In his preliminary analysis of the findings presented by the UN, he writes:
Hexamine was discovered in a wide variety of the environmental samples. Hexamine also appears in the declared inventory of significant chemicals reported by the OPCW after disclosure and inspections subsequent to Syria’s accession to the Chemical Weapons Convention. It would have been informative if the UN and OPCW had explained why they considered hexamethylenetetramine (‘hexamine’) to be considered as a chemical of significance to this investigation. I do not think that hexamine’s normal uses as a heating fuel and component of some conventional explosives do not merit its inclusion as a chemical of concern by the OPCW, nor would it merit inclusion in the declared stockpile that needs to be destroyed.
However, based on numerous sources of information I have deduced the chemical warfare significance of hexamine, both in the numerous environmental samples and in the declared chemical inventory. Hexamine is apparently being used by the Syrian government as an additive to binary Sarin. The inspections subsequent to the UN/OPCW investigation covered by this report reveal that the Syrian concept of operations was to employ binary chemical weapons.
Binary Sarin weapon systems combine methylphosphonic difluoride, also known as DF, with isopropyl alcohol to form Sarin. The resulting mixture has a lot of residual acid in it, in the form of hydrogen fluoride (HF), which is highly destructive, possibly to the point of ruining the weapon system. The US Army’s cold war era Sarin program used isopropylamine to reduce this excess HF. Several chemists and engineers knowledgeable in the matter have confirmed to me that hexamine is useful as a Sarin additive for the same reason. One hexamine molecule can bind to as many as four HF molecules. This would explain the declared Syrian stockpile of 80 tons of hexamine. Interestingly, the same stockpile contains 40 tons of isopropylamine as well.
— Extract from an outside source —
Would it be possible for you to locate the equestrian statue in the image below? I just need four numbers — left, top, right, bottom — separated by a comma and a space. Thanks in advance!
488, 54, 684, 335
I consider the presence of hexamine both in the field samples and in the official stockpile of the Syrian government to be very damning evidence of government culpability in the Ghouta attacks. 7 weeks of research on this subject reveal no public domain evidence of hexamine being used in this way in other Sarin programs. The likelihood of both a Syrian government research and development program AND a non-state actor both coming up with the same innovation seems negligible to me. It seems improbable that some other actor wanting to plant evidence would know to freely spread hexamine around the target areas.